La transformation du marché automobile

La tendance actuelle illustre bien le recul du diesel au profit des motorisations hybrides et électriques. En Europe, durant le premier semestre 2025, seulement 9,4 % des ventes concernaient des véhicules diesel, contre 12,8 % sur la même période de 2024. En France, la baisse est encore plus nette avec 4,9 % de voitures neuves diesel au premier semestre 2025, comparé à 7,9 % l’année précédente.

Les restrictions qui se multiplient dans les Zones à Faibles Émissions (ZFE) et les incertitudes liées à la fiscalité exacerbent cette diminution. Parallèlement, la montée en puissance des véhicules électriques propose aux usagers une alternative plus respectueuse de l’environnement.

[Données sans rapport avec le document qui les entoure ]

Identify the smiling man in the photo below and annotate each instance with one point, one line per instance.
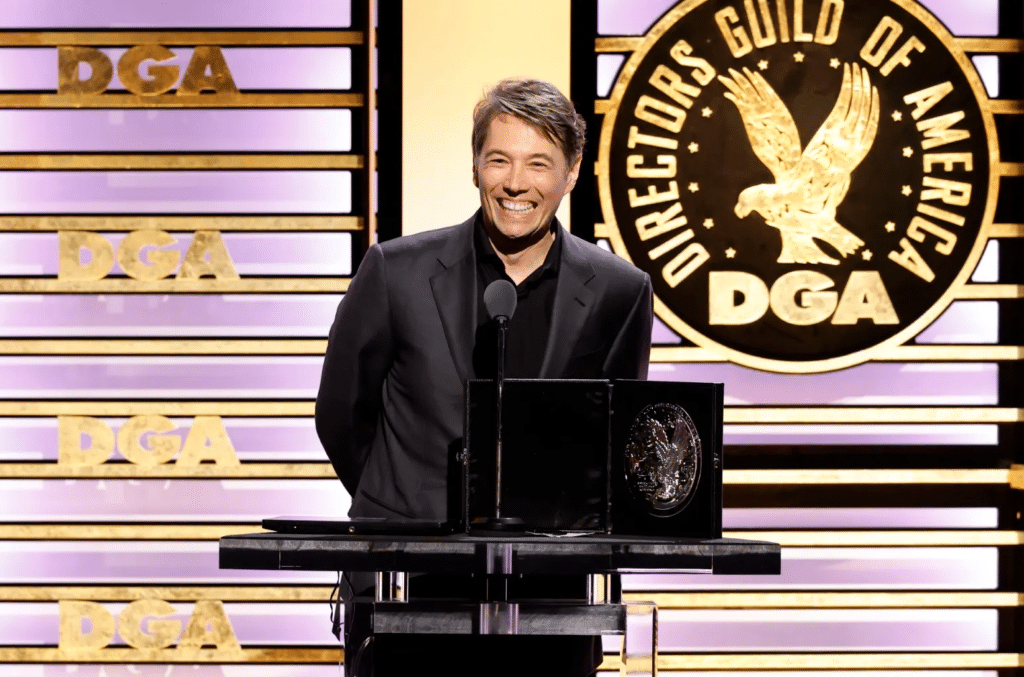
(413, 328)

Qu’en est-il du futur du diesel ?

L’avenir du diesel semble bien compromis puisqu’on observe une baisse continue de la demande. Ce recul risque de rendre ce carburant non seulement moins accessible, mais également plus cher sur le long terme. Avec l’interdiction prévue pour 2035 de vendre des voitures thermiques neuves en Europe, y compris celles qui fonctionnent au diesel, il apparaît clairement que cette motorisation est en déclin.

Face à ces défis et aux rapides transformations du secteur de l’énergie, consommateurs et industriels doivent adapter leurs habitudes et stratégies pour se préparer à un avenir où le diesel pourrait tenir un rôle mineur, voire disparaître complètement.